By the mid-19th century, a distinct society – one based on hunting and trapping and centred around water-based communities with a trading post and sometimes a mission – had taken shape in northern Saskatchewan. It was largely Indigenous in makeup. It was also separated from the prairie south. The major trade route ran east to west from Cumberland House up along the Churchill River through Île-à-la-Crosse and Portage La Loche to Fort Chipewyan and the Mackenzie River.
The region's isolation would become more pronounced in the early 1880s, when the Canadian Pacific Railway was built west from Winnipeg through Regina and Calgary. Settlement and development were largely restricted to the wheat farming on the southern prairies. Northern First Nation and Métis peoples, as vestiges of the old fur trade west, had no part in Saskatchewan's future.
That certainly appeared to be the case according to the 1906 western census: less than one per cent of Saskatchewan's population lived in the north. The Saskatchewan government's gaze consequently rarely extended to the north, where it gladly abdicated any meaningful presence in favour of the Anglican and Roman Catholic churches, the Royal Canadian Mounted Police and the Hudson's Bay Company.
It wasn't until after the Second World War that northern Saskatchewan and its rich and diverse natural resources came to be part of provincial post-war development plans. The Great Depression had staggered Saskatchewan because of its overdependence on agriculture, and after the war, the government began to look for ways to diversify the economy to try to make it less vulnerable.
Northern forestry and mining were part of the new Saskatchewan in the latter half of the 20th century, but northern Indigenous peoples initially played little to no role in these resource industries. In effect, there were two northern societies: one that was white and well-off, and another that was Indigenous and poor. This colonialism extended to the provincial government. Saskatchewan may complain about a distant, insensitive Ottawa, but Regina acted much like an imperial government in the province's north.
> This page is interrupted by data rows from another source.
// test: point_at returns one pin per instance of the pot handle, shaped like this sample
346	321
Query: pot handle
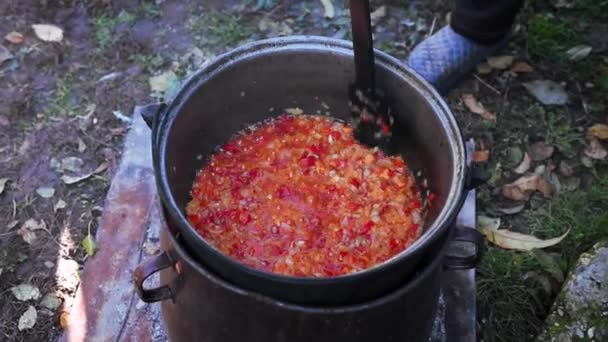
150	112
476	176
145	270
466	259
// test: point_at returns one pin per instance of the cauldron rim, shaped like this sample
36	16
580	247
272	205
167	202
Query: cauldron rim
444	219
430	265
Today, Indigenous peoples are playing an increasingly larger role in new economic development. At the same time, many continue to pursue a traditional lifestyle and practise their cultural traditions as best they can. Theirs is a unique way of life with its own rhythm, centred on the land and water. Indeed, some have never left their home community – at least, up until now, when wildfires have turned them into refugees.
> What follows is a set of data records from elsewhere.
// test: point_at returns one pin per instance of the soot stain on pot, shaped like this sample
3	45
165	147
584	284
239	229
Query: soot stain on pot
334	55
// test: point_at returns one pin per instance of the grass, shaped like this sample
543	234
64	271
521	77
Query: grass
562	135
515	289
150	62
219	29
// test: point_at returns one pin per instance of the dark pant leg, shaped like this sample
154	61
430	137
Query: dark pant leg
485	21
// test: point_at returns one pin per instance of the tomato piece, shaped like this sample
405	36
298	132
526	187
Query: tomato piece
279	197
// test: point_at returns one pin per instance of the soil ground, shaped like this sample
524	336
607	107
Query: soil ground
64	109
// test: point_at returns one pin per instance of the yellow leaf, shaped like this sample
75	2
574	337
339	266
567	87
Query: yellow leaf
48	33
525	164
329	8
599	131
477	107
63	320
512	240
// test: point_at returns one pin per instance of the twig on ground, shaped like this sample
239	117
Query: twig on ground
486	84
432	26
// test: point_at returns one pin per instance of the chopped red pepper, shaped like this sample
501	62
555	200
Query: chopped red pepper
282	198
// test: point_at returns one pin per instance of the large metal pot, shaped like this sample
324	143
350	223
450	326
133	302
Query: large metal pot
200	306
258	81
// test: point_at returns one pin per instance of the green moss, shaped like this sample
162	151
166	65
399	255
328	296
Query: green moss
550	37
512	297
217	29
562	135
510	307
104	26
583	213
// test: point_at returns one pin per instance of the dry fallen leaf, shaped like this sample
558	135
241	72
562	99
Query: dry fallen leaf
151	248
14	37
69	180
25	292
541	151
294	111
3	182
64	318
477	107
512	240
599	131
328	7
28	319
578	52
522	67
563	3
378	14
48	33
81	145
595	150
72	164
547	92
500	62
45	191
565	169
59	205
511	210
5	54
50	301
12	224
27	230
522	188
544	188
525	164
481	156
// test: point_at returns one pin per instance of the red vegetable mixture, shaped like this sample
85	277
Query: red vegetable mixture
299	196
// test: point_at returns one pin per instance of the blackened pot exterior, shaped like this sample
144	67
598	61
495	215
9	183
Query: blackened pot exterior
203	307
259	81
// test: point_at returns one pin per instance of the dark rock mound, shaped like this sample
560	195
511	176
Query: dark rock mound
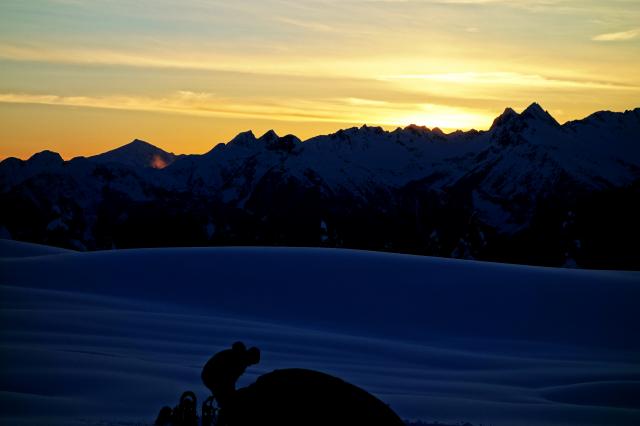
299	396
People have complained about the wildfire smoke that has drifted southward and made outside activity difficult, if not dangerous. But spare a thought to the thousands who fled on short notice, forced to leave behind a world that has meant so much to them for generations. Thousands have begun to return, but others may not be back for some time, not knowing what the fires will have destroyed. And it will take longer to rebuild what they have lost.
That's why the largely Indigenous firefighting crews have battled so hard to save what they can. For Canadians, especially those living in Saskatchewan, this may be 'another country altogether' – but for so many displaced people, it's home.